3. Sleep: Quality sleep cannot be overstated. It is the foundation of good physical and mental health. How much you need differs from person to person, but, on average, seven to eight hours is recommended. The basic principles of sleep hygiene are cut caffeine and alcohol, calm yourself at least 30 minutes before bed by turning off all electronics including the TV, cool your room to 64 to 67 degrees, and make sure your room is as dark as possible. There are a number of sleep strategies you can learn including a therapy treatment called I-CBT, so if sleep is an issue for you, I would recommend taking it seriously by doing some research and, if necessary, making an appointment to see a sleep doctor.

4. Nutrition: There is growing research demonstrating that the levels of neurotransmitters in the brain involved in feelings of well-being, such as serotonin, are directly affected by the gut microbiome (the microorganisms in the digestive tract). What you eat becomes the building blocks for your body to create neurotransmitters and other chemicals that regulate your nervous system. Recent research suggests that adopting the Mediterranean whole-food diet while reducing sugar, fried food, and alcohol can significantly improve depression and overall emotional health.

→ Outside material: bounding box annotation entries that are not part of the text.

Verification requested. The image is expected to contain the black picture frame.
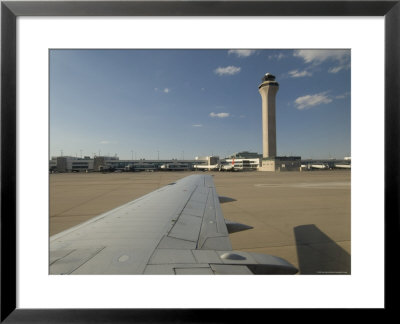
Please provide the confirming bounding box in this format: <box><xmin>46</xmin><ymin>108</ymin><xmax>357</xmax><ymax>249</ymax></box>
<box><xmin>0</xmin><ymin>0</ymin><xmax>400</xmax><ymax>323</ymax></box>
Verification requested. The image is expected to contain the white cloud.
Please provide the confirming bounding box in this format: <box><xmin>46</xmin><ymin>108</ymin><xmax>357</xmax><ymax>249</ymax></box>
<box><xmin>328</xmin><ymin>63</ymin><xmax>350</xmax><ymax>73</ymax></box>
<box><xmin>210</xmin><ymin>112</ymin><xmax>229</xmax><ymax>118</ymax></box>
<box><xmin>228</xmin><ymin>50</ymin><xmax>256</xmax><ymax>57</ymax></box>
<box><xmin>294</xmin><ymin>92</ymin><xmax>332</xmax><ymax>110</ymax></box>
<box><xmin>214</xmin><ymin>65</ymin><xmax>241</xmax><ymax>76</ymax></box>
<box><xmin>293</xmin><ymin>49</ymin><xmax>350</xmax><ymax>64</ymax></box>
<box><xmin>268</xmin><ymin>53</ymin><xmax>286</xmax><ymax>61</ymax></box>
<box><xmin>335</xmin><ymin>92</ymin><xmax>350</xmax><ymax>99</ymax></box>
<box><xmin>289</xmin><ymin>70</ymin><xmax>312</xmax><ymax>78</ymax></box>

5. Gentle exercise: Your body needs physical movement to function well. It has long been known that exercise releases endorphins in the body, which results in feelings of calm and pleasure. Research shows that 10 minutes or more of cardiovascular exercise a day is enough to significantly improve mood functioning; however, gentle exercise such as walking, yoga, and tai chi are particularly beneficial for calming the nervous system.

6. Herbs: There are a number of herbs and herbal teas that have been shown to be calming to the nervous system. My favorite is two cups of lemon balm tea a day. Other herbs such as chamomile, kava, lavender, passionflower, and valerian also can be effective. Some herbs can interact and interfere with the potency of medications, so always be sure to check with your medical doctor before trying herbal remedies.

7. Supplements: There are a number of supplements that are essential for proper functioning of both the sympathetic and parasympathetic nervous systems. They help the production of neurotransmitters so that your brain can properly transmit signals, and they’ve been shown to improve mood and promote relaxation. Magnesium, B vitamins, ashwagandha, omega-3 fatty acids, and GABA are some of the most notable ones. As with herbs, it is important to check with your medical doctor before starting a supplement so they can recommend the proper dosage and to make sure it won’t interfere with any medications you might be taking.

8. Pet therapy: Animals can provide sweet, kind, loving positive energy. Research has shown that by spending time with animals you can co-regulate your nervous system to their energy, which can reduce anxiety and depression symptoms, as well as decrease physiological arousal such as heart rate and blood pressure.